Yugoslav cancelled multirole fighter project

The Novi Avion (Serbian Cyrillic: Нови Aвион New Aeroplane) was a fourth generation multi-role combat aircraft programme that was to be built by Yugoslav aircraft manufacturer SOKO.

The Avion featured a cropped delta-canard configuration and was to be capable of achieving supersonic speeds under a combat configuration. The Avion shared several areas of commonality with French company Dassault Aviation's Rafale fighter aircraft; France had provided considerable technical assistance to Yugoslavia during the course of the Avion programme. Development work on the fighter was undertaken by the Vazduhoplovno Tehnički Institut (VTI) (Aeronautical Technical Institute) of Belgrade, the former Yugoslavia's main military-technical institute, in cooperation with Dassault Aviation.

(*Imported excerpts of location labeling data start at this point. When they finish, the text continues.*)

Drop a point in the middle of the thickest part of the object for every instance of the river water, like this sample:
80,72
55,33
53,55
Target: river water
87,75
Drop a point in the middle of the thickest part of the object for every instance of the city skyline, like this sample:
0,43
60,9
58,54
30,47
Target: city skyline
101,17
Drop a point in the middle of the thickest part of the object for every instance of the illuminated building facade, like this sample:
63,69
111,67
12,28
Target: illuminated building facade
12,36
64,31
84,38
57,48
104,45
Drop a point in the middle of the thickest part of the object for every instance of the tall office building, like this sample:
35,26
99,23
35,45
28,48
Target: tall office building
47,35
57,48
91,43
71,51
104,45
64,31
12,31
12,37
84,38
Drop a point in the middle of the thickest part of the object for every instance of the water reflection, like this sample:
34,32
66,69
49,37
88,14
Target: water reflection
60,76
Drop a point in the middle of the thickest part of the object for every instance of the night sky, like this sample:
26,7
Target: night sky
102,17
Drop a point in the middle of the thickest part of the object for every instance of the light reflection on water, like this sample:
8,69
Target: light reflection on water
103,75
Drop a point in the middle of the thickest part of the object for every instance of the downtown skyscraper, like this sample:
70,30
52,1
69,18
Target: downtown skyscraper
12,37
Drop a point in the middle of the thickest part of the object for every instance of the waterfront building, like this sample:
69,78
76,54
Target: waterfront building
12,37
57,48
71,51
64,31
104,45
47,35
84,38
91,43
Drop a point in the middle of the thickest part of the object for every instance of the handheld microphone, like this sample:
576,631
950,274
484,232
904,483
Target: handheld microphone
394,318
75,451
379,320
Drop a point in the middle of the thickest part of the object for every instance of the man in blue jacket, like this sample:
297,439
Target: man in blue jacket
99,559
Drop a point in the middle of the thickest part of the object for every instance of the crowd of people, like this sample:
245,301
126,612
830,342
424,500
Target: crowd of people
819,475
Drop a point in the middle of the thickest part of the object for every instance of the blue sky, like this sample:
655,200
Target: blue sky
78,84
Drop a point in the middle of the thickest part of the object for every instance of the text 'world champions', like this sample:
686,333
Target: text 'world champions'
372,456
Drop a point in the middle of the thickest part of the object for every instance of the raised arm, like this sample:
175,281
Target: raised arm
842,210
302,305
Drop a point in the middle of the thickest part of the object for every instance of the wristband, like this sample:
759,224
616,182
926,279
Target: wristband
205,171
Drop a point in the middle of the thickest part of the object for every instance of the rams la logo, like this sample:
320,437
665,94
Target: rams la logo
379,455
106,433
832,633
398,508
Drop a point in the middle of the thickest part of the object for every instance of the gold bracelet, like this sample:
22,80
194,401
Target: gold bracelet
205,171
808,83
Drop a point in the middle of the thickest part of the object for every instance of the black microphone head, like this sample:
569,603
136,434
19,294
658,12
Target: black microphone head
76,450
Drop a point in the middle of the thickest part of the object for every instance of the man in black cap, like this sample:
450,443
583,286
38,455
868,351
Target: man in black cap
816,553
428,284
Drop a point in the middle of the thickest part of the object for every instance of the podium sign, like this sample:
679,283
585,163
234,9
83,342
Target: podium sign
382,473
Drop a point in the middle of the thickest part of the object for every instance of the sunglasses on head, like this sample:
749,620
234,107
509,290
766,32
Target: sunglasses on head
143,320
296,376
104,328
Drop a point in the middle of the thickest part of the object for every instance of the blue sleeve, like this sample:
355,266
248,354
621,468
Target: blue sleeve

Upon its entry to service with the Yugoslav Air Force, which was anticipated to occur during the late 1990s to early 2000s, the Avion would have been used as a replacement for the nation's aging fleet of Mikoyan-Gurevich MiG-21s. The nation also anticipated considerable exports sales of the type. During 1991, the entire programme was halted due to a lack of available finance just prior to the commencement of production and a year prior to the scheduled date of the type's envisioned maiden flight. The Avion was terminated as a consequence of the outbreak of the Yugoslav Wars and the subsequent break-up of the country.

==Overview==
===Background===
During the mid-1980s, the Avion programme was initiated with the aim of increasing Yugoslavia's political independence by becoming self-sufficient in the manufacture of military equipment; at that point, air superiority fighter jets were the only major element that Yugoslavia was still reliant upon imports, having obtained the capability to manufacture all other military equipment.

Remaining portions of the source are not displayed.